Because Calvinism...again. Let's just move on.

Questions and Answers #2

One of the answers to a question about God willing evil to exist was:
"The entire problem of theodicy arises from a wrong question or wrong presumption. In other words, rather than seeing God as essentially good, and deriving whatever good is from observing the one true and living God, we abstract an idea of good and then try to measure God against that human abstraction. That is always a losing proposition because we don't know what good is.

That's the problem when persons come up to us and say, 'If God does this, he can't be good.' They don't realize that's an internal contradiction. The only God that exists is the God who is good. He defines what is good by consistency with his own character, not by the fact that he corresponds to some arbitrary understanding of good."
Except that people typically have some meaning in mind when they say 'good' which is not precisely the same as "whatever God is like." Now, it could turn out that goodness and (part of) God's nature are the same. To use the philosophers' favorite analogy, it would be like discovering that the morning star is the evening star. Such a discovery is informative; to say "Goodness is (part of) God's nature" would really be saying something beyond "God is like himself."

Unfortunately, the God described during these talks is an especially awkward match-up with common uses of 'good.' Hence the retreat to God being good by definition, no matter what he's like.

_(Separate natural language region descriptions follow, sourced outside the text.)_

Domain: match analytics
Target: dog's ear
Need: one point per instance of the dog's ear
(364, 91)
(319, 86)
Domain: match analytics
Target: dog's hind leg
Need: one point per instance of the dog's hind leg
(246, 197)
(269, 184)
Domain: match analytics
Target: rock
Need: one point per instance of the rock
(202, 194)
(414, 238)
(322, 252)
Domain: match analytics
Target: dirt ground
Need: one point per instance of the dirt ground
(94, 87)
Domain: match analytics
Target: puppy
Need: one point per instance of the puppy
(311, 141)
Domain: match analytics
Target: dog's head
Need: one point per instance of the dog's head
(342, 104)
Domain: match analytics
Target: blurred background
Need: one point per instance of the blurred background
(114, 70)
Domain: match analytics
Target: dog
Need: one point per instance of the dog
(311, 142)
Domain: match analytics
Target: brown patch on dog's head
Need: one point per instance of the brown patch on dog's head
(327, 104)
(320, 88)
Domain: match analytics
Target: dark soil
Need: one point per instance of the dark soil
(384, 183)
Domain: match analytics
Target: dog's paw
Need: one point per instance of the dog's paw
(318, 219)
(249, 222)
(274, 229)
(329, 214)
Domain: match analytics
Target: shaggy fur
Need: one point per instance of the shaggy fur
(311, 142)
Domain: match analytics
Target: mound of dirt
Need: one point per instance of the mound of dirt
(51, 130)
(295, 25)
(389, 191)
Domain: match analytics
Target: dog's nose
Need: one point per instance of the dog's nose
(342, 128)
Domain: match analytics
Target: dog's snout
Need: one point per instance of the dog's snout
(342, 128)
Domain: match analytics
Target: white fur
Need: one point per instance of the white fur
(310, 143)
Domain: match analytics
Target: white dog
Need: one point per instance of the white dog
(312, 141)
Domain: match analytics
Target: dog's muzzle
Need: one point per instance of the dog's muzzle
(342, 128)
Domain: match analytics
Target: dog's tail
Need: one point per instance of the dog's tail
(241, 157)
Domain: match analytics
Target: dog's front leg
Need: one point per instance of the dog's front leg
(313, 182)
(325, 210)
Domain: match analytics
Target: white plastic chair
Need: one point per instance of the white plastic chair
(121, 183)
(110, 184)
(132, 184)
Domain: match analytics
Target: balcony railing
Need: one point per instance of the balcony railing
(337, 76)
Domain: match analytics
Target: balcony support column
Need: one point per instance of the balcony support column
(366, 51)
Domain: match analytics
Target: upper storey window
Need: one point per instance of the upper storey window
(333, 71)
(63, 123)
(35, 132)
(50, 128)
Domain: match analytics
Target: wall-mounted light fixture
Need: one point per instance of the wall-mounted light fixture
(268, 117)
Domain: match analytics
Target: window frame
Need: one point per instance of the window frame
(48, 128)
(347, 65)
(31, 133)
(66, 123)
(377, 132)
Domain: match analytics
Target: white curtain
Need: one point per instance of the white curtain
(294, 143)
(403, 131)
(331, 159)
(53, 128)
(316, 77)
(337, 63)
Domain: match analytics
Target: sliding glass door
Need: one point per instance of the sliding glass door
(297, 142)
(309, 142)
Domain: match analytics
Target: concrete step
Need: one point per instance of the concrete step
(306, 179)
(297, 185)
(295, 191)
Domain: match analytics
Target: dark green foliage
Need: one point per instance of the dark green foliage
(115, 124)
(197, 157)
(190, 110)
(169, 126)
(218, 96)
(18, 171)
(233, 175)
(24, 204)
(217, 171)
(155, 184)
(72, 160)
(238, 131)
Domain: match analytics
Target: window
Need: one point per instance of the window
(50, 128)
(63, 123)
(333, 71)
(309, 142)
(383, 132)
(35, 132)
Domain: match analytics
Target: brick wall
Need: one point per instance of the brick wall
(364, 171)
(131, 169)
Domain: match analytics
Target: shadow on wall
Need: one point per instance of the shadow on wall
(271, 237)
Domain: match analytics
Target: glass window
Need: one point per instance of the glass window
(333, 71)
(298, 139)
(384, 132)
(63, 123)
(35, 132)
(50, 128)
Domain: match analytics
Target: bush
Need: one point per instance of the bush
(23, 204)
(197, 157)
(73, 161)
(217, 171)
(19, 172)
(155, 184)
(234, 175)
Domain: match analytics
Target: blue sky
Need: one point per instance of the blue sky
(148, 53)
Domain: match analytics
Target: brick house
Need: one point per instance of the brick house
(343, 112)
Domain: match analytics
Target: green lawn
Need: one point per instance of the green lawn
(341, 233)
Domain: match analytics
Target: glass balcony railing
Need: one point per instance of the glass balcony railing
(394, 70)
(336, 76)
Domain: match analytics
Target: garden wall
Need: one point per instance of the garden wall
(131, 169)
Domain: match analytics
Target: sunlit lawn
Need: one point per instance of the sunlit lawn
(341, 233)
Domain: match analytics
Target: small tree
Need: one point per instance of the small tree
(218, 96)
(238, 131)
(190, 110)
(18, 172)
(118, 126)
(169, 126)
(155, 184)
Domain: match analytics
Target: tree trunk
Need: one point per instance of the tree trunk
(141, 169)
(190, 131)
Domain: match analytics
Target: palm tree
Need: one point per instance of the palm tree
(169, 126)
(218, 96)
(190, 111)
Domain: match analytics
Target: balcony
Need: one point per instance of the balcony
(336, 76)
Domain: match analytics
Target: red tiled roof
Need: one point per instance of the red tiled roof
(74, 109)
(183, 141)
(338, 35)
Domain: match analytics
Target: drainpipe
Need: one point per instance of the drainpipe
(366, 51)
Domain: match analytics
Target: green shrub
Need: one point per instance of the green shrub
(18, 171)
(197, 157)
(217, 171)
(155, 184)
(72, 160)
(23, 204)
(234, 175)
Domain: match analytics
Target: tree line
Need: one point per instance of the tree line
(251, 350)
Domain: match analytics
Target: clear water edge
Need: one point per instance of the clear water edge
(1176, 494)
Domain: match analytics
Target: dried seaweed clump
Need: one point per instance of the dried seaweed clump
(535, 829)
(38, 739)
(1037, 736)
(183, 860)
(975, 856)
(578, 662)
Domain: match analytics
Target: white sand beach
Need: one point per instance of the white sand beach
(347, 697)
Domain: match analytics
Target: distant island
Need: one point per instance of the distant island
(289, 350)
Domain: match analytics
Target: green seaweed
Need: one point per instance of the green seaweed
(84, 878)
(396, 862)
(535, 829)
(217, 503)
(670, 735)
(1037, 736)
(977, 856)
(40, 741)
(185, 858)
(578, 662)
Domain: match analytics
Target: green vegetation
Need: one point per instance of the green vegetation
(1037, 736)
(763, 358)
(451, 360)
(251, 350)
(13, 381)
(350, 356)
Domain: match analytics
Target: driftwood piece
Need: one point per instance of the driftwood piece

Ravi Zacharias implies the Dec 26, 2004 Indonesian tsunami was God's response to the ACLU forcing God out of the government in the USA.

He gets huge applause.


Someone asks whether evolution if compatible with the Bible. Sproul Sr. affirms 'micro-evolution' then calls 'macro-evolution' the philosophical belief that everything came from a single cell or the big bang. "No, that's not compatible with the Bible. Second of all, it's not compatible with science."

He gets huge applause.


Remember, this lecture series was a Christmas gift intended to help bring me back into the fold. Guess I didn't mention that it was reading the Bible and apologetics — not skeptical literature — that destroyed my belief in the first place. These lectures have only served as a reminder that I know too much to be a fundamentalist Christian, and am too much like a fundamentalist Christian to be a liberal Christian.

But why stop now? Just one talk to go.